Indeed, writers have long described love through its challenge to identity, its contradiction and its process. They defy readers to embrace what philosophers call “alterity,” or otherness—the possibility of being totally blindsided by new facts, to achieve an experience that was before entirely foreign. They impose a stance to reading that embraces antagonism, and incompleteness, and is sunken in process. I admit, I equate books with love. The only way to approach a book as a serious reader is to approach it as a relationship, as something dense and partially submerged. One does not go into reading with an assumption of knowledge or completeness, but with humility, with a willingness to enter into a confrontation that may change you in the process. As the writer Junot Diaz has said, “Every serious reader knows that they don’t understand half of what they read; it’s true, that’s not a joke—because that’s how real life is really like. People you love say shit and you have no idea what they mean.”
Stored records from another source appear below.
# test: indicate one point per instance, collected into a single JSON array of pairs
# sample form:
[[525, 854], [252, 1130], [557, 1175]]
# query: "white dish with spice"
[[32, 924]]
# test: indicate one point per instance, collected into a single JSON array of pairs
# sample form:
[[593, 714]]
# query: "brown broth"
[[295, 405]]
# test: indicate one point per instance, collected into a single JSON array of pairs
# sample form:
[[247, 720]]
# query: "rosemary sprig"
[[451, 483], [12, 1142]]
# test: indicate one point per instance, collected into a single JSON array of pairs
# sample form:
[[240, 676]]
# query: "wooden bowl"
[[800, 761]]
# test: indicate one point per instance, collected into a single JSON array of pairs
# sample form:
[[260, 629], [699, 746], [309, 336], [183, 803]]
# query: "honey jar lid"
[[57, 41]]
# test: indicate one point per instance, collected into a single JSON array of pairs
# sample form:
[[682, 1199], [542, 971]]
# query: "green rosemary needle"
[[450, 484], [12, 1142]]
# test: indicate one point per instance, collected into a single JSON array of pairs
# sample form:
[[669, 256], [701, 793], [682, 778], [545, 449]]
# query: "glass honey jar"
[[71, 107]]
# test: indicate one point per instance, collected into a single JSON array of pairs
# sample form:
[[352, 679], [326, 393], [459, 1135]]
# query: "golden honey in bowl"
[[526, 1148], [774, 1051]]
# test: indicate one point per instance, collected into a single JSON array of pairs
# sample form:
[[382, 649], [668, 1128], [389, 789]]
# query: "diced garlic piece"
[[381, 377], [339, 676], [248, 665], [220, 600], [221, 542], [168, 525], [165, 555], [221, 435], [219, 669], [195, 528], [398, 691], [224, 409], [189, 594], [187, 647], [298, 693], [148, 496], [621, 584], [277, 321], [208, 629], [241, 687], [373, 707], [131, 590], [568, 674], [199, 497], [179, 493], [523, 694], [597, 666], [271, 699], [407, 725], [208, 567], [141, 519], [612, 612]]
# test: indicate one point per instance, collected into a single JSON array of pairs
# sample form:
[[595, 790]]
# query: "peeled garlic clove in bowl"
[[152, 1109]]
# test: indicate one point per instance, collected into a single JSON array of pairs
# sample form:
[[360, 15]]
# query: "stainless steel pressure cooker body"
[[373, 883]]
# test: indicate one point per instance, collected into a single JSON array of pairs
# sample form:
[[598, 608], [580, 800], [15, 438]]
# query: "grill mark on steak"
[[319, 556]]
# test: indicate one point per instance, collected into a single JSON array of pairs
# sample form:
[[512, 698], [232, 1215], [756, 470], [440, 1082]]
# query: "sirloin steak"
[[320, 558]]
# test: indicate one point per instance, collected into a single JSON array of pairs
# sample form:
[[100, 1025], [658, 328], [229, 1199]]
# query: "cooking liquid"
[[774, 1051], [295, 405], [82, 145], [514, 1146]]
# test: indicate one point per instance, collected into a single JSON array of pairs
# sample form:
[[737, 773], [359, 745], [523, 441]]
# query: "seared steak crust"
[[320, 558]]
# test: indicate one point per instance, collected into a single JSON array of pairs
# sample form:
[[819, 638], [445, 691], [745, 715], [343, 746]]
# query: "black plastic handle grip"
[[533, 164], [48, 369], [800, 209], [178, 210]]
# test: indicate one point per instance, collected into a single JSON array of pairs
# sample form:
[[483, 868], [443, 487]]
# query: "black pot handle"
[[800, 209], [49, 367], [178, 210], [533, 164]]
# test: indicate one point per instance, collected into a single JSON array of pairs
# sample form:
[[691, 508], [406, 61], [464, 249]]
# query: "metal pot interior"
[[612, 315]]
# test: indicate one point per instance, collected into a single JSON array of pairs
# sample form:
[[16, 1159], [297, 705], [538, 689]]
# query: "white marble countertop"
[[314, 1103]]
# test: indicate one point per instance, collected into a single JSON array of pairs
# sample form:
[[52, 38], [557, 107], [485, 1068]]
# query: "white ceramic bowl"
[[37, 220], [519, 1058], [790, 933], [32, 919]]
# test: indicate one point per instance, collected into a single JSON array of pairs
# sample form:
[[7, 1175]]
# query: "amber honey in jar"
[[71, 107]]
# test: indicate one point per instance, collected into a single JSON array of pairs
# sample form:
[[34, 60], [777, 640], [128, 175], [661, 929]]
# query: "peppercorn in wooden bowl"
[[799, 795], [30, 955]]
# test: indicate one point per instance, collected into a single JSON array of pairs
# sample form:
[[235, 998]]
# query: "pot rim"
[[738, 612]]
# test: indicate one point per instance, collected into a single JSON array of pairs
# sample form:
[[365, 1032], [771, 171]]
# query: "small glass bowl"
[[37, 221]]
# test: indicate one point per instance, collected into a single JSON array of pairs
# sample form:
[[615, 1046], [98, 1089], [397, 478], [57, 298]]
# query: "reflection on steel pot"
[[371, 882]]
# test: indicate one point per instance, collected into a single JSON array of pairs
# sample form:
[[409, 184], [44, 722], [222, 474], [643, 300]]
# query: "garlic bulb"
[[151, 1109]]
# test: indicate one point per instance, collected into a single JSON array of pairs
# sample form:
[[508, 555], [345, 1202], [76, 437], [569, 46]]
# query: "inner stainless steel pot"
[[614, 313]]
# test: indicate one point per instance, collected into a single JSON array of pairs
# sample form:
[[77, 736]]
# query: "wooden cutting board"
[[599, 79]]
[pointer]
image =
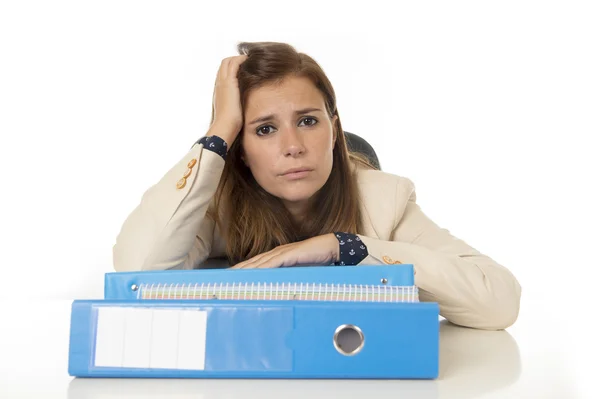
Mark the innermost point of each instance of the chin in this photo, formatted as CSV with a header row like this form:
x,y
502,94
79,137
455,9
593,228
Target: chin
x,y
297,194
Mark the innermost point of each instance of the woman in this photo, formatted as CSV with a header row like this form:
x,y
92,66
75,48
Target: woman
x,y
273,184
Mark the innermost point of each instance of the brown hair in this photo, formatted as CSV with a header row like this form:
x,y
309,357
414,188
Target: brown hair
x,y
258,221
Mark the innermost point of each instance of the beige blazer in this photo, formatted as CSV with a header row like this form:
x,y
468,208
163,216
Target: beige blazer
x,y
169,230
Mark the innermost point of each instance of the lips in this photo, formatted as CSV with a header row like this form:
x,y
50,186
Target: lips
x,y
296,170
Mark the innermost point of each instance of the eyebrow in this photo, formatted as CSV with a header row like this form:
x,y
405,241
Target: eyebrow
x,y
271,116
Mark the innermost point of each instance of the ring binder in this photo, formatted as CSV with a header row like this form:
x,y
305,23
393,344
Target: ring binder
x,y
301,322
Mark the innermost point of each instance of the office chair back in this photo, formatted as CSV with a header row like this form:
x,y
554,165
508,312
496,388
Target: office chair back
x,y
358,144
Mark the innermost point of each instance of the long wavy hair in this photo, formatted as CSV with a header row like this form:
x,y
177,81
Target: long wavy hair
x,y
257,220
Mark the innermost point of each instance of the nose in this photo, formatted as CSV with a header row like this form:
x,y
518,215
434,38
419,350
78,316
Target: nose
x,y
292,143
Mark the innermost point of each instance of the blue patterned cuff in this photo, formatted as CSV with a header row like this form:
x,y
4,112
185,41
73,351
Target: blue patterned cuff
x,y
352,249
214,144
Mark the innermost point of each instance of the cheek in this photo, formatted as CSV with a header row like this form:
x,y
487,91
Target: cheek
x,y
260,162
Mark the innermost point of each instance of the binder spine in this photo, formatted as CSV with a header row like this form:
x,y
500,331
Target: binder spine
x,y
279,291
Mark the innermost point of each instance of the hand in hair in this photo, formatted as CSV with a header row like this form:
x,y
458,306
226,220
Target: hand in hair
x,y
315,251
227,108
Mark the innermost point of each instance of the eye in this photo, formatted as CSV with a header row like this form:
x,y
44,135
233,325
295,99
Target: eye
x,y
263,130
310,118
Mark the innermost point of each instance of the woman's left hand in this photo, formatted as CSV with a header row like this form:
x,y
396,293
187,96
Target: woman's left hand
x,y
320,250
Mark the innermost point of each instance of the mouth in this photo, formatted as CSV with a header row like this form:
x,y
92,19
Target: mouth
x,y
298,173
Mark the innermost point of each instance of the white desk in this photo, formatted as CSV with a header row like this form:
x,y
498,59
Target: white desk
x,y
527,361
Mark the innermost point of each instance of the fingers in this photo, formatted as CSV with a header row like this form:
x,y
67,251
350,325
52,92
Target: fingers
x,y
266,260
230,66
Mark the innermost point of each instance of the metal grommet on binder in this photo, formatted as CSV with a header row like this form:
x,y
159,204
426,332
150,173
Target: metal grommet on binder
x,y
348,339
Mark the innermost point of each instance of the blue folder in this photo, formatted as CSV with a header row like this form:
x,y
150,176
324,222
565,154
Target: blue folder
x,y
266,339
301,322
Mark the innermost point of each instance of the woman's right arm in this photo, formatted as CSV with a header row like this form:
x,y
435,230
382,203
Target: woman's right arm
x,y
169,229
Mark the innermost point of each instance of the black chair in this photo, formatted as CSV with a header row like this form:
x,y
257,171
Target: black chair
x,y
358,144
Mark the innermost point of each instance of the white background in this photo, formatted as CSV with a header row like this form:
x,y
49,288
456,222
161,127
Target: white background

In The Space of Literature, philosopher Maurice Blanchot wrote: “What threatens reading is this: the reader’s reality, his personality, his immodesty, his stubborn resistance upon remaining himself in the face of what he reads—a man who knows in general how to read.” Likewise, do we sell ourselves short by applying a scientific approach to love, one in which we become “prisoners of allusion,” reduced to our web profiles, cliches and guided by trite axioms? In his book, Rudder suggests the importance of a prominent tattoo; he says if you don’t know what to ask your date, the data suggests asking if they like scary movies; it may be a good indicator of your success. That sounds, to me, like someone grasping for straws. In truth, it is probably all a data-driven approach to love can ever do for us.
The data from online-dating platforms will never answer the toughest and most important questions. It cannot tell us why some people never recover from heartbreak, why we mimic some people and give short shrift to others, why some people fall in love too quickly, or why people who should care walk out on us. Part of us will never be “totally effable.” To feel safely assessed and under the control of numbers, you might read Dataclysm. As for me, I will read Badiou.